In its exclusive report on the waste and resources industry for CIWM, Catalyst Corporate Finance has revealed that the 10 largest companies in the sector have delivered higher revenues than last year, with four of them showing growth of more than 10 percent.
Catalyst, an international corporate finance advisor, compiled a report on the largest companies in the sector based on their UK waste and resource management activities.
Catalyst Corporate Finance – “Given the complexity of the waste industry today it is unsurprising that a number of themes have shaped the Top 20 list this year… Another important theme is the rise of the circular economy as a foundation on which companies are basing their strategies”
The top five waste and resources companies remained the same as Catalyst’s previous analysis last year: Veolia Environmental Services, Biffa Group, Viridor (Pennon Group), SITA UK (Suez) and FCC Environment, but with SITA and Viridor switching places, while Tradebe, Reconomy and Global Renewables enter the top 20 for the first time.
Explaining the findings, Mark Wilson, partner, and Robert Pearce, head of research at Catalyst Corporate Finance, wrote: “Given the complexity of the waste industry today it is unsurprising that a number of themes have shaped the Top 20 list this year.
“First, many of the business unit restructuring and efficiency programmes have either been completed or are well underway and have resulted in the 10 largest companies collectively generating significantly higher revenues than last year (+4.3 percent) with Viridor, FCC Environment, Cory and DCC Waste delivering growth above 10 percent.
“The next 10 players, generally the privately owned businesses, have continued to deliver a combined growth of just under nine percent with Tradebe, Reconomy and AMEC’s subsidiary, Global Renewables, entering the list for the first time. PHS notably contracted and this year sold its commercial and industrial (C&I) operations to Biffa.
“Another important theme is the rise of the circular economy as a foundation on which companies are basing their strategies. SITA has outlined criteria that will drive its business, including increasing the volumes of waste recycled back into the economy and producing more renewable energy. Viridor has, for example, increased profits from recycling operations by 75 percent in the last year.

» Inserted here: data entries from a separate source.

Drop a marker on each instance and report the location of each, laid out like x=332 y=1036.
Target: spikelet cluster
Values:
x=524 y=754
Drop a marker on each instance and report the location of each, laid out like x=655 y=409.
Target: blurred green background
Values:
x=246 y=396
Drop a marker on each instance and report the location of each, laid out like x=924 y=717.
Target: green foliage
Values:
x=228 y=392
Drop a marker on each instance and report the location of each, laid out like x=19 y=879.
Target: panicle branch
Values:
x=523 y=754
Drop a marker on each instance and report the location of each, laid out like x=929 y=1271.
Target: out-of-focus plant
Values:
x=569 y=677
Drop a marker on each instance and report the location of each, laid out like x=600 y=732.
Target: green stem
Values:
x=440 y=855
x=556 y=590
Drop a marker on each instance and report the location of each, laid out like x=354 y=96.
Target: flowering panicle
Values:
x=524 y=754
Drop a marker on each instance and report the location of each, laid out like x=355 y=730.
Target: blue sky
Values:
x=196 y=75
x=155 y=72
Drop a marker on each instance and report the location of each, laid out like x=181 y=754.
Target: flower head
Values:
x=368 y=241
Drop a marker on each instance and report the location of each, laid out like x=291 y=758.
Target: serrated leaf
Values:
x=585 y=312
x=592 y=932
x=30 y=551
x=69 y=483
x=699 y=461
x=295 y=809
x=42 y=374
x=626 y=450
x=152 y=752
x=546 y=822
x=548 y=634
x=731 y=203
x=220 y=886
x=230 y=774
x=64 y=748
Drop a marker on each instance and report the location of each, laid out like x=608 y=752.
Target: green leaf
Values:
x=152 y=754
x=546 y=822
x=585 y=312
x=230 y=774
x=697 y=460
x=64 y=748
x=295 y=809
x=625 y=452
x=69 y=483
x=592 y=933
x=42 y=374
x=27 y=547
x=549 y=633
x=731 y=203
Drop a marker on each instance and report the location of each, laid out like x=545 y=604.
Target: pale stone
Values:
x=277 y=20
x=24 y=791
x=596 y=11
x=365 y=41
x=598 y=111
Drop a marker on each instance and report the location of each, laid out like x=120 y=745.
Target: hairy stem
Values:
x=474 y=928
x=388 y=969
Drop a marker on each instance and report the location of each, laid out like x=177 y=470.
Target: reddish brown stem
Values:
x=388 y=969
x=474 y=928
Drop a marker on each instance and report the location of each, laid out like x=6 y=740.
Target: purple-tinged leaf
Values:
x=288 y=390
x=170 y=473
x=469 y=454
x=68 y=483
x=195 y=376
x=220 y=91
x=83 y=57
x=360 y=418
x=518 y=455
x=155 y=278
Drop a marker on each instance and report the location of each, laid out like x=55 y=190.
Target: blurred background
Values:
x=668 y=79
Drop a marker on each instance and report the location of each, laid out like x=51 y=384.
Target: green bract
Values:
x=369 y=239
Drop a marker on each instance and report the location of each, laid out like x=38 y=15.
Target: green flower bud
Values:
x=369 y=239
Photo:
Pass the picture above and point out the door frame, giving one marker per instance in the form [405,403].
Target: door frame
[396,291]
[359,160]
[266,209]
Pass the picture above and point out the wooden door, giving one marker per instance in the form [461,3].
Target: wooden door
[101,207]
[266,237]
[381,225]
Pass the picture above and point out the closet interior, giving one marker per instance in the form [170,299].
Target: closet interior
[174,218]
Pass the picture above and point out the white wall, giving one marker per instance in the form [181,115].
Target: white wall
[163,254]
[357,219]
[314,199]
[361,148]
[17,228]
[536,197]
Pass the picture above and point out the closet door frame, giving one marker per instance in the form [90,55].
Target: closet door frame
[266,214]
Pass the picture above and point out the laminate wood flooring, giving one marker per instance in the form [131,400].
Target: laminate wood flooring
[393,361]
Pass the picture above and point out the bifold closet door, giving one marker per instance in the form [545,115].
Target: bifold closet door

Taking the concept even further, Veolia’s Imagine 2050 report captured a vision of bin-less homes with a strategy which moves away from waste management and recycling to manufacturing products for the circular economy.
“It was also a big year of news and investment within energy from waste (EfW) and a vibrant debate emerged around future capacity. SITA published its Mind the Gap report, which claimed that the UK must invest up to £25bn in new waste treatment plants by 2025, a view supported by CIWM and Veolia. Eunomia, however, re-issued its Residual Waste Infrastructure Review in June, warning of the risk of EfW overcapacity. Defra also concluded that there is now enough infrastructure, partially explaining its decision to withdraw £169m of PFI credits for the proposed 250ktpa Cory incinerator in Norfolk. The Green Investment Bank has now countered this position, and recognises the gap that needs to be filled.”
Wilson concuded: “Overall, we expect merger and acquisition activity to remain resilient over the next year, with interest from overseas investors and private equity attracted to companies focused on renewable energy, maximising recyclate values and accessing long term fuel supply. Over the course of the next 18 months more than 37 local authority contracts will be renewed, which includes almost 1m tpa of recyclate, a substantially larger volume than normal. We anticipate that the bidding process for these contracts could contribute to more consolidation in the market.”